Bungie notes that it won something in the arbitration as well. O’Donnell has to give back to Bungie any CDs of the music for Destiny — an eight-part orchestral suite dubbed Music of the Spheres — that he had in his possession. Part of the original dispute was that Activision dragged its feet in publishing the music, which O’Donnell worked on for a couple of years with ex-Beatle Paul McCartney.
Bungie’s counsel alleges that O’Donnell’s attorneys filed a motion to accept the award without taking up Bungie on an offer to file a joint acceptance. This seems like a small matter, but Bungie alleges that “O’Donnell refused to file jointly because he wished to frame the award as only grating him rights and remedies, framing he immediately used to wage a misleading public relations campaign against Bungie and Ryan.”
In other words, the Bungie filing is entirely about how the history recorded within the legal record should be perceived by the press. Bungie wants the CDs back, but the arbitrator confirmed last week that O’Donnell had stated that he had already returned those CDs. Those CDs came into O’Donnell’s possession because Bungie gave it to him, according to O’Donnell.
But the arbitrator ruled that Bungie did not gift them to O’Donnell. Bungie said it was trying to protect against violation of its copyrighted property. Bungie pointed out that it won a permanent injunction against O’Donnell in the copyright matter, and that O’Donnell’s release of some of the music exceeded that allowed under fair use rules.

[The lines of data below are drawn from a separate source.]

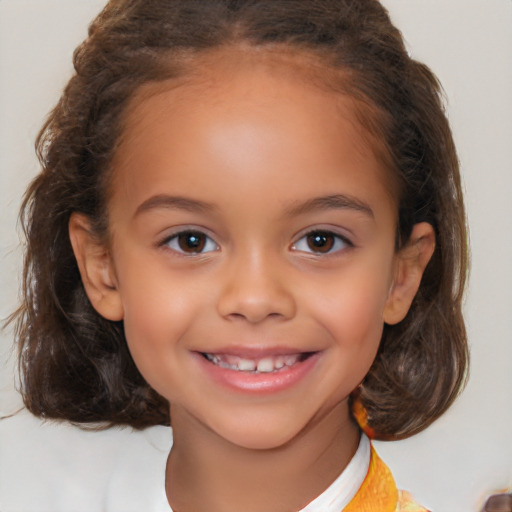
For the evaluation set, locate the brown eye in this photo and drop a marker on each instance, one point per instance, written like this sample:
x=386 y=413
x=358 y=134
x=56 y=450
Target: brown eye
x=320 y=241
x=191 y=242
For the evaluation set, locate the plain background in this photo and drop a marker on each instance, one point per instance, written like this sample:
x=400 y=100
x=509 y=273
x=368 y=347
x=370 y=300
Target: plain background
x=465 y=455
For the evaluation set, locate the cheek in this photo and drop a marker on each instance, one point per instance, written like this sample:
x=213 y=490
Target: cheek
x=353 y=313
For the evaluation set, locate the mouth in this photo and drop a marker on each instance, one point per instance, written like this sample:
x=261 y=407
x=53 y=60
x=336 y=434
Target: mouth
x=259 y=365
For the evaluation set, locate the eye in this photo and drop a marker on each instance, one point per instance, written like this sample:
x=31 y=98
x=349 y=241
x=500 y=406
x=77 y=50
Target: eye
x=191 y=242
x=321 y=242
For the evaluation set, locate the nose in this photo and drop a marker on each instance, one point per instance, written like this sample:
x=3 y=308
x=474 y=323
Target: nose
x=255 y=289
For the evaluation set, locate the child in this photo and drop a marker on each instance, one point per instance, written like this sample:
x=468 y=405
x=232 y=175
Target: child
x=249 y=226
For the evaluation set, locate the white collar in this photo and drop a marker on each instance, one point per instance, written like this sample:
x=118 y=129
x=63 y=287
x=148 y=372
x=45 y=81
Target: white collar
x=339 y=494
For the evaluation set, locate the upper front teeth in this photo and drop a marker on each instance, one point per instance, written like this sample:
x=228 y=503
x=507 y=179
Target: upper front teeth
x=264 y=365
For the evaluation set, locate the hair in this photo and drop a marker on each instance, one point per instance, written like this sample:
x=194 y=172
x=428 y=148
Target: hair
x=74 y=364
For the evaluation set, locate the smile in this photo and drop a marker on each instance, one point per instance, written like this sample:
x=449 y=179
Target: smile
x=267 y=364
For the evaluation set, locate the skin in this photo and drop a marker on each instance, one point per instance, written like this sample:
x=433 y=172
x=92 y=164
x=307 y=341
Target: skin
x=245 y=156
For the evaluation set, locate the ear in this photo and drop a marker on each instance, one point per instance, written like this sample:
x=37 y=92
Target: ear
x=410 y=265
x=96 y=268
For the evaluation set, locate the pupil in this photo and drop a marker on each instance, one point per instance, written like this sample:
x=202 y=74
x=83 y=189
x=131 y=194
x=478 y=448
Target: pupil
x=192 y=242
x=320 y=242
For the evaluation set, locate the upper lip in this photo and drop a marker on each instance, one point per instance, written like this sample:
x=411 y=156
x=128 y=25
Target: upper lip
x=249 y=352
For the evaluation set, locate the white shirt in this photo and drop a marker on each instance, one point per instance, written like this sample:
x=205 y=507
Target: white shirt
x=56 y=467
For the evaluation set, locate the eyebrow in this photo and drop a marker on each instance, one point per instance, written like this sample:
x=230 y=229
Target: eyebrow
x=336 y=201
x=163 y=201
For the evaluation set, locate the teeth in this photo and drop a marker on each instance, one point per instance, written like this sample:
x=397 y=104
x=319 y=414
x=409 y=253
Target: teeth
x=246 y=365
x=265 y=365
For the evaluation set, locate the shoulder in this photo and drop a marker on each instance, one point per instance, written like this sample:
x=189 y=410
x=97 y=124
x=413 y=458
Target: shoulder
x=407 y=504
x=66 y=468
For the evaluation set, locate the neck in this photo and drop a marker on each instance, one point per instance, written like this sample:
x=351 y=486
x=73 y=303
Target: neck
x=207 y=472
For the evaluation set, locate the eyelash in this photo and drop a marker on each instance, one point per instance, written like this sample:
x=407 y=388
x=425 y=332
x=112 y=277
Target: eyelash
x=311 y=242
x=334 y=242
x=196 y=237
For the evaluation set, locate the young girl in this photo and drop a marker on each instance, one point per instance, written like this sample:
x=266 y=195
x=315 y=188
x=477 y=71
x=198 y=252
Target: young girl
x=249 y=226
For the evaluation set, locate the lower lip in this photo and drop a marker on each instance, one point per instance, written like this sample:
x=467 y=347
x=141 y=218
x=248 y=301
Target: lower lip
x=259 y=383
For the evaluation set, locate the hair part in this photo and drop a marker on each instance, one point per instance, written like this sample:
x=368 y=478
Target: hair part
x=74 y=364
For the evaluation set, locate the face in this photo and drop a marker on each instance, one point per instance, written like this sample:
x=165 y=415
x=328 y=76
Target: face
x=252 y=251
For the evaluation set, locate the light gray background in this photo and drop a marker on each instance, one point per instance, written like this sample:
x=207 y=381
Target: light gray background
x=468 y=43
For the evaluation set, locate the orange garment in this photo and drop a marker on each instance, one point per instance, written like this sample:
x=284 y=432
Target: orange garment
x=378 y=493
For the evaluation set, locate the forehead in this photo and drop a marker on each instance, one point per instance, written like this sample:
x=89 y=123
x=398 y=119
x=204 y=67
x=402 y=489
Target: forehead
x=237 y=99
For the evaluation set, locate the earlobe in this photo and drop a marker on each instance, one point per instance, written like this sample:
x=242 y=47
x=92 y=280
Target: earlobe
x=96 y=269
x=410 y=265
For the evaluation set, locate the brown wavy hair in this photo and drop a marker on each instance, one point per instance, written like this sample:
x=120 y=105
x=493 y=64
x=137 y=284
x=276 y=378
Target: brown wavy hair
x=74 y=364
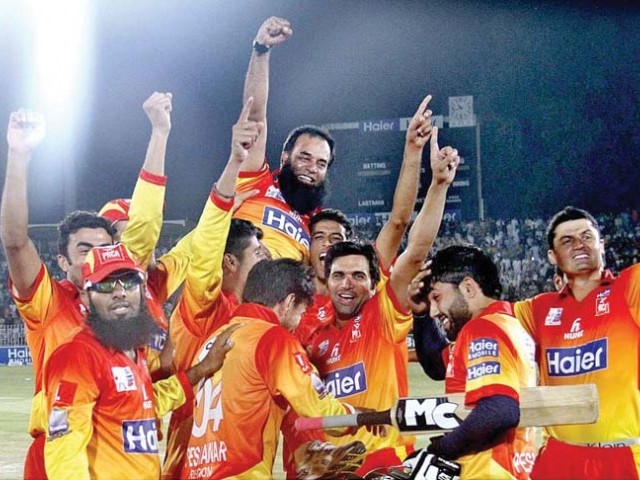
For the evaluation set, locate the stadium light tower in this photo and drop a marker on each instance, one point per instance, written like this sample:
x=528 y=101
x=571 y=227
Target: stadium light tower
x=59 y=80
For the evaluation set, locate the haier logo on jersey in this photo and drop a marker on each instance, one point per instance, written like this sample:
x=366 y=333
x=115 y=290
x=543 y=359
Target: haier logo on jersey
x=482 y=369
x=602 y=302
x=347 y=381
x=279 y=220
x=140 y=436
x=553 y=317
x=567 y=362
x=483 y=347
x=575 y=331
x=123 y=378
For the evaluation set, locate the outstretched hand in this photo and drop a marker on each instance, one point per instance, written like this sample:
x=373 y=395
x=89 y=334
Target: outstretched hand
x=158 y=109
x=419 y=129
x=26 y=131
x=444 y=161
x=245 y=133
x=273 y=31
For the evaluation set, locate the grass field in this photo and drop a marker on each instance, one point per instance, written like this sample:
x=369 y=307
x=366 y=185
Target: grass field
x=16 y=389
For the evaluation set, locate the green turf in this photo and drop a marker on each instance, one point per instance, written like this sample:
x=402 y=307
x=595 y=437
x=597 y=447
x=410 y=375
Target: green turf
x=16 y=390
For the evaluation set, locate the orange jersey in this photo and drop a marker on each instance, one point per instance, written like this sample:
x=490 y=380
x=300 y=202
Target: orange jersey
x=103 y=411
x=238 y=412
x=592 y=341
x=203 y=308
x=286 y=232
x=358 y=362
x=52 y=311
x=494 y=355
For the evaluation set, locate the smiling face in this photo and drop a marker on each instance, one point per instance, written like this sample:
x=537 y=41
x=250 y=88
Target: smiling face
x=309 y=159
x=449 y=307
x=577 y=247
x=349 y=285
x=324 y=234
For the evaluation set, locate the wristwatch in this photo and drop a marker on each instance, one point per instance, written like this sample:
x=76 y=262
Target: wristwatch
x=260 y=48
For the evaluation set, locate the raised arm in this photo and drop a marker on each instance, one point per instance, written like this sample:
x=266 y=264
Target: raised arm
x=404 y=198
x=145 y=213
x=272 y=32
x=25 y=132
x=444 y=163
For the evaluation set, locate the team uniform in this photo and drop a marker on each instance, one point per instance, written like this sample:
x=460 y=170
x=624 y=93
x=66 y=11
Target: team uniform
x=202 y=309
x=595 y=340
x=286 y=232
x=494 y=355
x=103 y=411
x=238 y=411
x=359 y=364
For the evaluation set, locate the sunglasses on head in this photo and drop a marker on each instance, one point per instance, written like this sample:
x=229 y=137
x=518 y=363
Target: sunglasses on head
x=108 y=285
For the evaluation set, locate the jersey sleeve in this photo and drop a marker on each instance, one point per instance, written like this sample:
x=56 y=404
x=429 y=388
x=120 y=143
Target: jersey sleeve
x=171 y=268
x=172 y=393
x=72 y=392
x=523 y=311
x=632 y=291
x=286 y=369
x=491 y=362
x=203 y=281
x=248 y=180
x=397 y=321
x=35 y=308
x=145 y=217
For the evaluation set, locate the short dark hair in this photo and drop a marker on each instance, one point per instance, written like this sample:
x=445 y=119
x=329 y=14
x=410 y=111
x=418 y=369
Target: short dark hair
x=456 y=262
x=270 y=281
x=76 y=220
x=565 y=215
x=334 y=215
x=239 y=236
x=312 y=131
x=350 y=247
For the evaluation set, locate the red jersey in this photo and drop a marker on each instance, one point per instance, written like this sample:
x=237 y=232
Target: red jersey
x=595 y=340
x=239 y=410
x=494 y=355
x=286 y=232
x=103 y=411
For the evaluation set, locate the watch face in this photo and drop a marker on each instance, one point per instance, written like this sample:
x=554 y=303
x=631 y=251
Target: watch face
x=461 y=111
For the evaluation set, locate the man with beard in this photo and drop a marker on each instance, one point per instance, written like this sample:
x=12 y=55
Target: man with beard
x=587 y=332
x=101 y=403
x=491 y=360
x=287 y=197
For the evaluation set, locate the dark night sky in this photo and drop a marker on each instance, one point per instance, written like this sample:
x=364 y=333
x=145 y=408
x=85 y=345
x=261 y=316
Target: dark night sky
x=556 y=84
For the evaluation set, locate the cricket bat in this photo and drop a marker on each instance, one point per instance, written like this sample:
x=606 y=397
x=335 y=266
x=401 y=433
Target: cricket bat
x=539 y=407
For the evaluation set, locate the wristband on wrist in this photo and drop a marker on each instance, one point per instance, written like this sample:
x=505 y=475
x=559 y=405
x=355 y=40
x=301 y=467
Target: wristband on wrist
x=260 y=48
x=222 y=195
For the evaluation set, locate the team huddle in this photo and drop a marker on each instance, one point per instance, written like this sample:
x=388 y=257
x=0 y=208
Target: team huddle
x=283 y=313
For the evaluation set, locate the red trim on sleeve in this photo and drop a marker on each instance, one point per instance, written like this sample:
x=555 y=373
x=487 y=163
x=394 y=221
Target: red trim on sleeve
x=34 y=286
x=221 y=203
x=474 y=396
x=186 y=385
x=394 y=300
x=254 y=173
x=153 y=178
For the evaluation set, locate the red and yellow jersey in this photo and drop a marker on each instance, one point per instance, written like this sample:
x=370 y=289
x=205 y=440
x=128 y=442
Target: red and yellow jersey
x=358 y=362
x=238 y=411
x=286 y=231
x=494 y=355
x=202 y=309
x=52 y=311
x=597 y=341
x=103 y=410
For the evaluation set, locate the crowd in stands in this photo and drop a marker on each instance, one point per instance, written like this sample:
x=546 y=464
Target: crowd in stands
x=518 y=246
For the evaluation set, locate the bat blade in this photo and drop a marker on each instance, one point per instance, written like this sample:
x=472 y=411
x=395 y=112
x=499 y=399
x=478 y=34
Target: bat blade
x=539 y=406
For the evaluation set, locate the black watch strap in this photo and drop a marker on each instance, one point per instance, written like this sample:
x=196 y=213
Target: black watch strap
x=260 y=48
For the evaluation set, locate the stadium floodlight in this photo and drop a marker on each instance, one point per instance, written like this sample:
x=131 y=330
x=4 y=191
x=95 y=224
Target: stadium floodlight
x=60 y=78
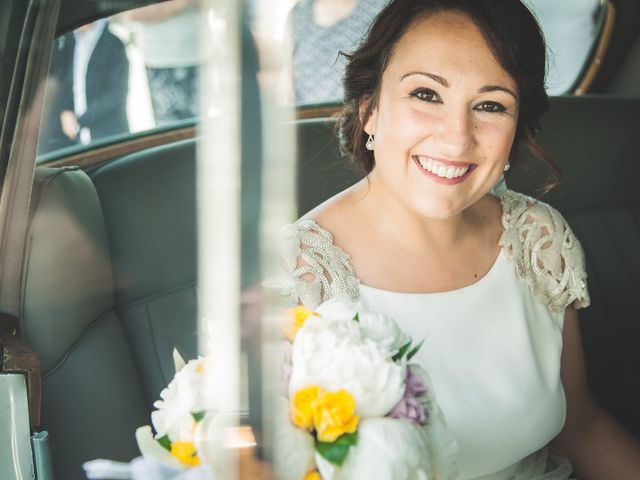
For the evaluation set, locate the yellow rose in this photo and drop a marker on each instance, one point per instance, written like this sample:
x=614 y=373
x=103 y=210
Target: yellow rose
x=297 y=317
x=301 y=407
x=185 y=452
x=333 y=415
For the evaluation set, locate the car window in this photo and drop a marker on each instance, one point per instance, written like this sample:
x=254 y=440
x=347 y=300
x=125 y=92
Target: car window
x=571 y=28
x=318 y=31
x=118 y=76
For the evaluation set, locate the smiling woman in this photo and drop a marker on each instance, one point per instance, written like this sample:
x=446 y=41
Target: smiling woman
x=438 y=98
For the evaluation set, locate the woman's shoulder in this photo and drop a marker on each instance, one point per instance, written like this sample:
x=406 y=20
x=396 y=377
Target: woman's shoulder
x=316 y=268
x=544 y=250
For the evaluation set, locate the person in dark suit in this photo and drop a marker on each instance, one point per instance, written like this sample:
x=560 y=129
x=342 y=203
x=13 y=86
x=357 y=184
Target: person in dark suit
x=87 y=91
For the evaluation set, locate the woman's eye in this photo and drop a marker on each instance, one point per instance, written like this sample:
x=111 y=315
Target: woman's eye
x=426 y=95
x=490 y=107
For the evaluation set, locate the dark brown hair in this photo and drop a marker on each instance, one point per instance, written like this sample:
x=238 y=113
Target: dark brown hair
x=510 y=29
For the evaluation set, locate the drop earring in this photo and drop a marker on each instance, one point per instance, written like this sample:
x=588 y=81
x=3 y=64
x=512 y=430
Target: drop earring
x=370 y=143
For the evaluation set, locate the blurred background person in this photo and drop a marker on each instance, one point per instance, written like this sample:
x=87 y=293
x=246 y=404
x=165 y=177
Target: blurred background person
x=320 y=29
x=169 y=39
x=92 y=72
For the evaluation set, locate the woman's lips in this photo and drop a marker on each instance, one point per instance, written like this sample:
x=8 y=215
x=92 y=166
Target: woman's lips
x=443 y=171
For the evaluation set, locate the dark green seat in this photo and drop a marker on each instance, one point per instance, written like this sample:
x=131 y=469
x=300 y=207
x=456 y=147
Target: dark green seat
x=110 y=289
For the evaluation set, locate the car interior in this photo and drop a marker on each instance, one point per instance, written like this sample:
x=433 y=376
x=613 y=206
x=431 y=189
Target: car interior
x=110 y=268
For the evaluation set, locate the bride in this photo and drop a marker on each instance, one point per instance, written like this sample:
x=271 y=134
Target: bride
x=438 y=98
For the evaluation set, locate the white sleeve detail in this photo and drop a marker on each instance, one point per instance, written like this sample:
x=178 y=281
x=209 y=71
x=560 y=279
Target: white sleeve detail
x=315 y=269
x=545 y=252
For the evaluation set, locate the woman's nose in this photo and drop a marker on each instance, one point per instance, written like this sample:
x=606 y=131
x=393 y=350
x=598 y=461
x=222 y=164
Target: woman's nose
x=455 y=133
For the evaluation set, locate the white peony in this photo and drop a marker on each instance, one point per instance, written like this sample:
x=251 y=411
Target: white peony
x=294 y=447
x=337 y=353
x=376 y=326
x=184 y=396
x=388 y=448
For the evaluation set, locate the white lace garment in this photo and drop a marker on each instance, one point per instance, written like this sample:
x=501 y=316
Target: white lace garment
x=492 y=348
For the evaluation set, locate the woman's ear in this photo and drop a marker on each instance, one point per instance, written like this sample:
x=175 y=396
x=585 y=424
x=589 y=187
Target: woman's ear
x=367 y=115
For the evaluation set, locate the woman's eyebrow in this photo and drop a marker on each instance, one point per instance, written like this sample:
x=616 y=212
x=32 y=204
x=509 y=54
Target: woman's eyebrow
x=494 y=88
x=432 y=76
x=442 y=81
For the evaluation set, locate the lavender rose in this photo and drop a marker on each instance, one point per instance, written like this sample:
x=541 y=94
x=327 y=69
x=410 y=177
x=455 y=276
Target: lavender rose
x=410 y=405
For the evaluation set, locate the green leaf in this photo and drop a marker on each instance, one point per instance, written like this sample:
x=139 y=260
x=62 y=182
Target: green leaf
x=336 y=452
x=414 y=350
x=164 y=442
x=197 y=416
x=401 y=352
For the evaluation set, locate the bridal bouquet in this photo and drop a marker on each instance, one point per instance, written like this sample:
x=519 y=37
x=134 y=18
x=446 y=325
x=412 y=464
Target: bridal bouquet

Bungie said in the filing that O’Donnell did not prevail on any of his claims for declaratory relief on breach of contract, tortious interference or fraud, and he was awarded relief on an equitable basis under good faith and fair dealing. Neither party sought, nor was awarded, legal fees. Bungie also stated the award from the arbitrator did not grant O’Donnell everything that he asked for.
But O’Donnell did get an award of 192,188 vested stock shares that Bungie would have otherwise stripped from him. That’s 50 percent of the shares that he held at the time of his termination. He also received a fraction of the profit-sharing that he would have been entitled to if he had continued working in 2014, 2015, and 2016. (It’s not clear if he didn’t get the full number of shares because they were not vested or not, as Bungie doesn’t say). O’Donnell also received $142,500 in profit-sharing for his work in 2014. He gets 10 percent of profit-sharing for 2015, and 5 percent of profit-sharing for 2016, compared to what he would have received if he was still employed.
Bungie has a limited amount of time to determine how much O’Donnell’s shares are worth. That will be dependent on the valuation of the entire company, and it could be a lot.